Thursday, December 4, 2014

Gold of the Varna Necropolis

The Varna Necropolis is a burial site in Varna (near Lake Varna, 4 km from the city centre), Bulgaria.

The city is on the Bulgarian Black Sea Coast and is internationally considered one of the key archaeological sites in world prehistory. The oldest golden treasure in the world, dating from 4,600 BC to 4,200 BC, was discovered at the site.
The site was accidentally discovered in 1972 by an excavator operator. A total of 294 graves have been found in the necropolis, many containing sophisticated examples of metallurgy (gold and copper), pottery, high-quality flint and obsidian blades, beads, and shells.
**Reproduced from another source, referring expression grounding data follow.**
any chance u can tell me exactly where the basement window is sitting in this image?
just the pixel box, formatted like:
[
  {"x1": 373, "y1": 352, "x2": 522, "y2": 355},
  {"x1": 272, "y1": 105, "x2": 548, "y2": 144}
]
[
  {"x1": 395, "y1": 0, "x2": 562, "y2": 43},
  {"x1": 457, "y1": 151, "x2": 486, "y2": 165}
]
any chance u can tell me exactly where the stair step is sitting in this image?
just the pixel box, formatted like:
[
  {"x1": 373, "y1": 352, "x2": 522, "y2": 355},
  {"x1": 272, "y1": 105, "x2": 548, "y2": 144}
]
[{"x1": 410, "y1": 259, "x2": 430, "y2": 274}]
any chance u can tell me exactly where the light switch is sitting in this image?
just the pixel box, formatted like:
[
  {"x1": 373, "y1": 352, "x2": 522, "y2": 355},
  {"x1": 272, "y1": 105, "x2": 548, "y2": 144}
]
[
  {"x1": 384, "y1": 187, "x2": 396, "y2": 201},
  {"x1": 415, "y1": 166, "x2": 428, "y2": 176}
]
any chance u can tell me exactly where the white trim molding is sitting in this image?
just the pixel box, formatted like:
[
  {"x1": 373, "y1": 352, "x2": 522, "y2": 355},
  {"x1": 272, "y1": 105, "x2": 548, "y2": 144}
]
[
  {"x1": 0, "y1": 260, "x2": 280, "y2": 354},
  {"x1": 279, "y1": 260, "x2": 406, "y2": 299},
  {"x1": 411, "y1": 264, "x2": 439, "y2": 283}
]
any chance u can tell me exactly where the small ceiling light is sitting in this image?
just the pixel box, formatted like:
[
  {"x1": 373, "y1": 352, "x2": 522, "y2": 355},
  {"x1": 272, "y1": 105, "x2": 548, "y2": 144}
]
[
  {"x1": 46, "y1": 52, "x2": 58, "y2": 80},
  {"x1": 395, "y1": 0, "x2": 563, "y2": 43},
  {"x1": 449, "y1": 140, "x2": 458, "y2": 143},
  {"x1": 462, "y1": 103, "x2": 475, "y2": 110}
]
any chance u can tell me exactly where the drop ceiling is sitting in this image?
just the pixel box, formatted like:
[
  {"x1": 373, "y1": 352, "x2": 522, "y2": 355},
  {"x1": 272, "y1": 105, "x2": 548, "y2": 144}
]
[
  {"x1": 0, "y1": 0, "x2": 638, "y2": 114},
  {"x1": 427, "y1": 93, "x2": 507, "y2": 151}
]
The graves have been dated to 4560-4450 BC by radiocarbon dating
The artifacts can be seen at the Varna Archaeological Museum and at the National Historical Museum in Sofia. The gold of Varna started touring the world in 1973.
In 2012 archaeologists in eastern Bulgaria unearthed the oldest prehistoric town ever found in Europe, along with an ancient salt production site that gives a strong clue about why massive riches were discovered in the region.
The area is home to huge rock-salt deposits, some of the largest in southeast Europe and the only ones to be exploited as early as the sixth millennium BC.

Excavations at the site near the town of Provadia uncovered the remains of a settlement of two-storey houses, a series of pits used for rituals as well as parts of a gate, bastion structures and three later fortification walls – all carbon dated between the middle and late Chalcolithic age from 4,700 to 4,200 BC.